Fit in die Skisaison – Dein Workout für die Piste

Der Winter ist da – kein Grund sich weniger zu bewegen! Vor allem für Wintersportfans ist es jetzt höchste Eisenbahn, den Trainingsplan schneetauglich zu machen. Hier kommen die besten Tipps und Übungen, damit  du auf der Piste keinen Kaltstart hinlegst.

Fit in die SkisaisonFoto: Alexander Ishchenko/shutterstock.com

Jetzt ist deine Fitness gefragt

Wenn du nicht gerade in den Bergen wohnst, dann stellt eine Woche Wintersport ein gewaltiges Intensivprogramm für deinen Körper dar, das auch eine erhöhte Verletzungsgefahr mit sich bringt. Da sind die ständig wechselnden Witterungs- und Untergrundbedingungen, aus dem Nichts auftauchende Mitfahrer und nicht zu vergessen: die Fähigkeit, sich überhaupt auf den Brettern zu halten. In Puncto Kraftausdauer und Koordination wird dein Körper jetzt mächtig auf den Prüfstand gestellt. Umso wichtiger ist es, dass du ihn entsprechend darauf vorbereitest

Mach deinen Trainingsplan winterfit

Ob Abfahrtsski, Snowboard oder Langlauf – beim Wintersport ist vor allem dein Unterkörper gefragt. Deine Oberschenkel, Waden und dein Po stehen bei jeder Abfahrt unter Dauerbelastung und auch deine Bänder und Sehnen an Knie- und Sprunggelenken werden stark beansprucht. Beim Snowboarden sind, durch die seitliche Bewegung und die ständige Gewichtsverlagerung, zusätzlich  auch deine Bauch- und Rückenmuskeln gefragt. Um dich adäquat auf diese Belastung vorzubereiten, solltest du deinen Trainingsplan rund vier bis sechs, spätestens aber zwei Wochen vor deinem Urlaub für die Anforderungen des Wintersports fit machen.

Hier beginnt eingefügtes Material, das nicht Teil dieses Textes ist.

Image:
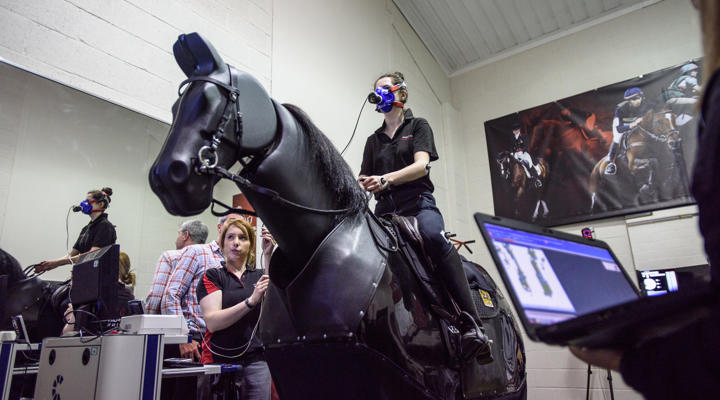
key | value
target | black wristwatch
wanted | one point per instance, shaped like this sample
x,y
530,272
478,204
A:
x,y
247,303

Die besten Übungen für die Piste

Folgende Übungen solltest du an mindestens zwei Tagen pro Woche in deinen Trainingsplan integrieren:

Ausfallschritt, frontal und seitlich

Ausfallschritt

Der Ausfallschritt fördert die Koordination und hilft deine Gelenke zu stabilisieren. Achte auf einen 90 Grad-Winkel im Kniegelenk und einen aufrechten Oberkörper. Beim seitlichen Ausfallschritt schiebst du deinen Po nach hinten und verlagerst deinen Oberkörper nach vorn.

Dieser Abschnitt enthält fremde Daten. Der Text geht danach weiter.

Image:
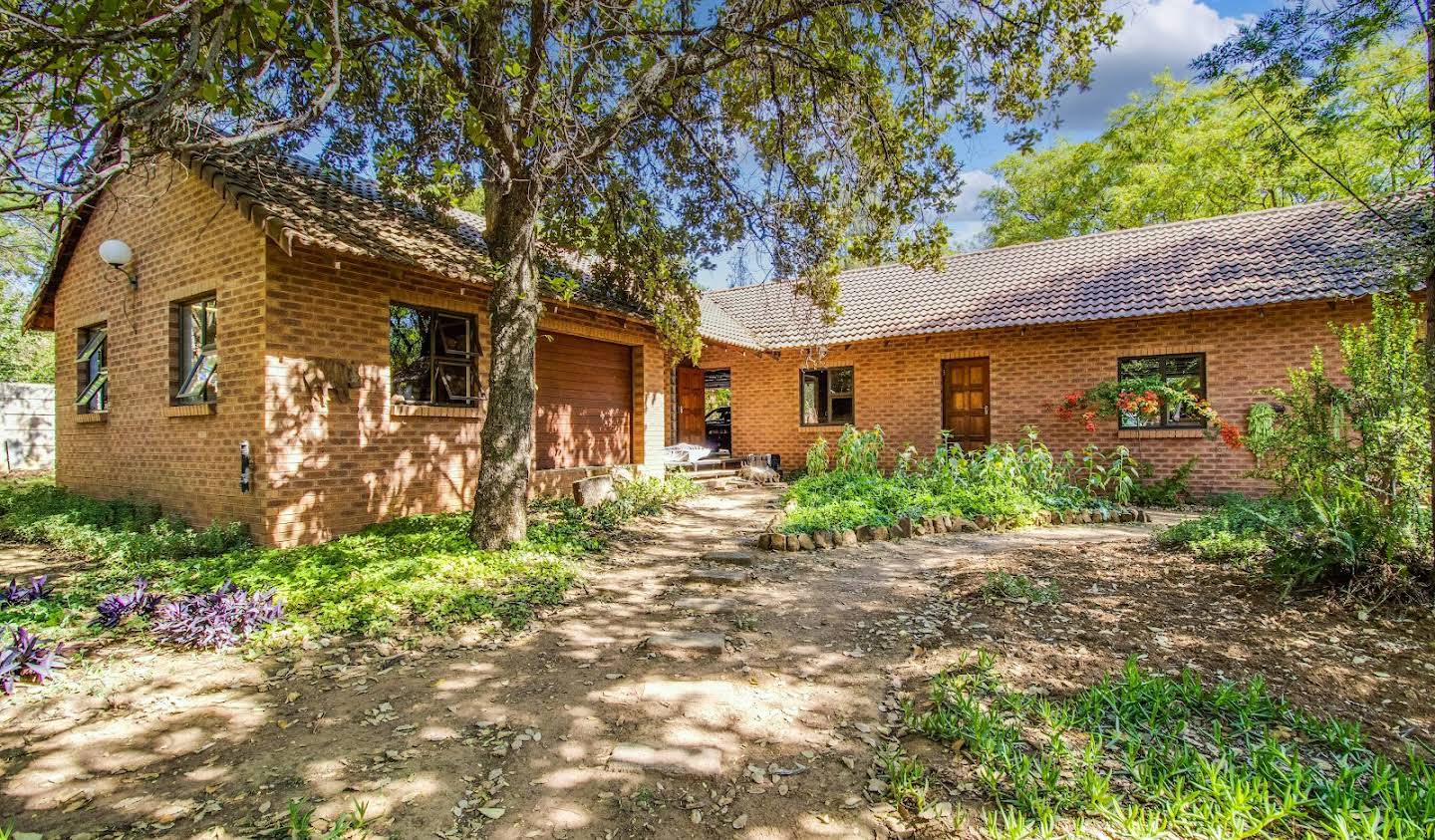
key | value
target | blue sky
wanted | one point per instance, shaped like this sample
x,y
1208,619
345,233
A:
x,y
1158,35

Kniebeuge, dynamisch und statisch

Kniebeuge

Die Kniebeuge kräftigt die gesamte Bein- und Gesäßmuskulatur. Um die Kraftausdauer zu steigern, solltest du zum einen mit vielen Wiederholungen arbeiten, zum anderen mit statischer Haltearbeit. Halte die gebeugte Position dafür am Ende eines jeden Satzes für mindestens 30 Sekunden oder lehne dich mit dem Rücken gegen eine Wand.

Unterarmstütz

Unterarmstütz

Diese Ganzkörperübung sorgt für Stabilität von Kopf bis Fuß und kräftigt vor allem deine tieferliegenden Muskeln in Bauch und Rücken. Halte deinen Bauch während der gesamten Dauer angespannt, vergiss nicht zu atmen und halte dein Becken oben. Indem du abwechselnd einen Arm oder ein Bein abhebst und es kurz hältst, aktivierst du genau die Muskeln, die für die Rotation deines Oberkörpers – wie du sie beim Ski und Snowboard fahren benötigst – verantwortlich sind.

Wichtig!

Auch auf der Piste gilt: Vor der ersten Abfahrt ein kurzes Warm-up einbauen.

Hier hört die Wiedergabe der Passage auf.